Una “ribellione” contro i rallentamenti della Rap nella raccolta dei rifiuti che riguardano soprattutto i quartieri periferici della città, ma non solo. Anche le zone vicine al centro sono interessate dal fenomeno. Il tutto dopo i casi di Coronavirus registrati nella stessa azienda.

In totale sono 18 i positivi, ma al momento sono in revisione alcuni tamponi da parte dell’ospedale Buccheri La Ferla e il numero potrebbe crescere nei prossimi giorni. In queste ore proseguono senza sosta le verifiche al personale. L’Asp nella giornata di ieri, ha eseguito circa 200 test sierologici.

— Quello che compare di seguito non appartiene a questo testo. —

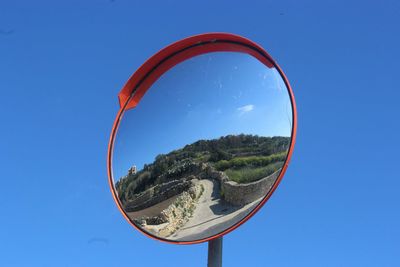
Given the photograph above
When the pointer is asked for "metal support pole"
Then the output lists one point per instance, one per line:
(215, 252)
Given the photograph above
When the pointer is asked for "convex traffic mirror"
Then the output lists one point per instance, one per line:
(203, 137)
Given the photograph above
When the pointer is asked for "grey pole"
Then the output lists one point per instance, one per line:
(215, 252)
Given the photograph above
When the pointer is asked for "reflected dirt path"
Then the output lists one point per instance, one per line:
(212, 215)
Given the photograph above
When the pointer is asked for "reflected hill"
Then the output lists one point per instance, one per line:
(216, 179)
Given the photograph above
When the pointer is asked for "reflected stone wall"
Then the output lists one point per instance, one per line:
(241, 194)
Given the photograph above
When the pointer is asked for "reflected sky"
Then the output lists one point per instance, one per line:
(205, 97)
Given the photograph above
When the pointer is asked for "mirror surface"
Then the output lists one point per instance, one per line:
(203, 147)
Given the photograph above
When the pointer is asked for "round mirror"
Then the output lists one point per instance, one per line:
(202, 139)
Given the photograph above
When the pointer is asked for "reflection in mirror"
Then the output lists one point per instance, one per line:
(203, 147)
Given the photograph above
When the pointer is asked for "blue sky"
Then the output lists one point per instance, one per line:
(205, 97)
(62, 65)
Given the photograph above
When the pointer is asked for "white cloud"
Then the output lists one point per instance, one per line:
(245, 109)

Emergenza fino ad ottobre?

Secondo alcune previsioni fatte dai tecnici della Rap a fine mese si potrebbero registrare circa seimila tonnellate di rifiuti non raccolti in città e la situazione non tornerà alla normalità entro il 25 ottobre prossimo.

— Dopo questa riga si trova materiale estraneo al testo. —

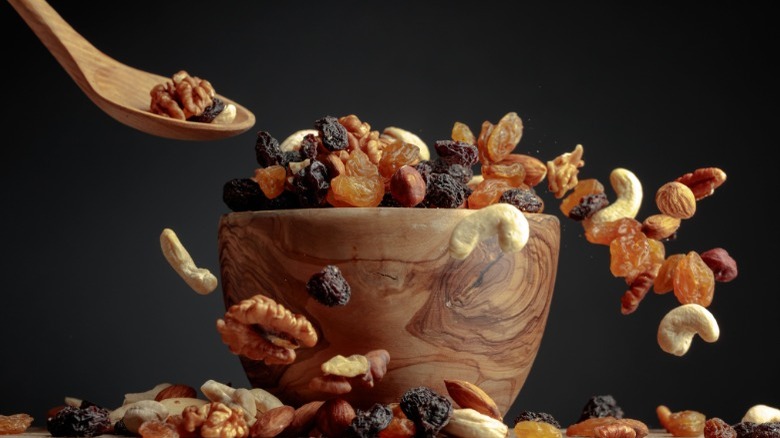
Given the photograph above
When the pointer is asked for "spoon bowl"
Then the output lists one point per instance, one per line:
(118, 89)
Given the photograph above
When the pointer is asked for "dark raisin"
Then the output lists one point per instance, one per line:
(329, 287)
(332, 133)
(588, 205)
(267, 150)
(290, 157)
(525, 200)
(368, 424)
(601, 406)
(78, 422)
(443, 191)
(311, 185)
(429, 411)
(716, 428)
(457, 152)
(309, 146)
(537, 416)
(243, 194)
(210, 112)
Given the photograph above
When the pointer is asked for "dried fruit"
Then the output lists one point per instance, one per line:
(537, 416)
(525, 200)
(685, 423)
(717, 428)
(536, 429)
(78, 422)
(332, 133)
(693, 280)
(428, 410)
(601, 406)
(14, 424)
(329, 287)
(367, 424)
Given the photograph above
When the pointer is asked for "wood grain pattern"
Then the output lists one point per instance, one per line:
(480, 319)
(119, 90)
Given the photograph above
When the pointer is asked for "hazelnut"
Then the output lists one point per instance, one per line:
(407, 186)
(334, 416)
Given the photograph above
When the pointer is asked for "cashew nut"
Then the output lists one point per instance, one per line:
(144, 410)
(502, 220)
(233, 397)
(408, 137)
(628, 189)
(293, 142)
(199, 279)
(762, 414)
(468, 423)
(677, 328)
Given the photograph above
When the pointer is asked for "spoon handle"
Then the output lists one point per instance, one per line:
(68, 46)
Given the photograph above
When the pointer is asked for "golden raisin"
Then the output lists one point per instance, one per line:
(462, 132)
(603, 233)
(693, 280)
(633, 254)
(14, 424)
(583, 188)
(536, 429)
(683, 423)
(488, 192)
(663, 280)
(271, 180)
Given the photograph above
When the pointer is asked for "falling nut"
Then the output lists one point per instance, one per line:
(678, 327)
(675, 199)
(502, 220)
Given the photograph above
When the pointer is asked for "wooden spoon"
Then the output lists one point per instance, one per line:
(119, 90)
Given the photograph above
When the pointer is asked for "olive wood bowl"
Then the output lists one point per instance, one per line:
(480, 319)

Per limitare i danni il prefetto Giuseppe Forlani, ha deciso che non si interverrà con l’Esercito, ma solo al momento. L’azienda guidata da Norata ha riorganizzato il personale per potenziare la raccolta in tutte le zone. Continuano intanto, a collaborare le ditte private con cinque compattatori e due pale che si stanno occupando dei rifiuti abbandonati. Ieri se ne è aggiunta una terza con altri quattro compattatori.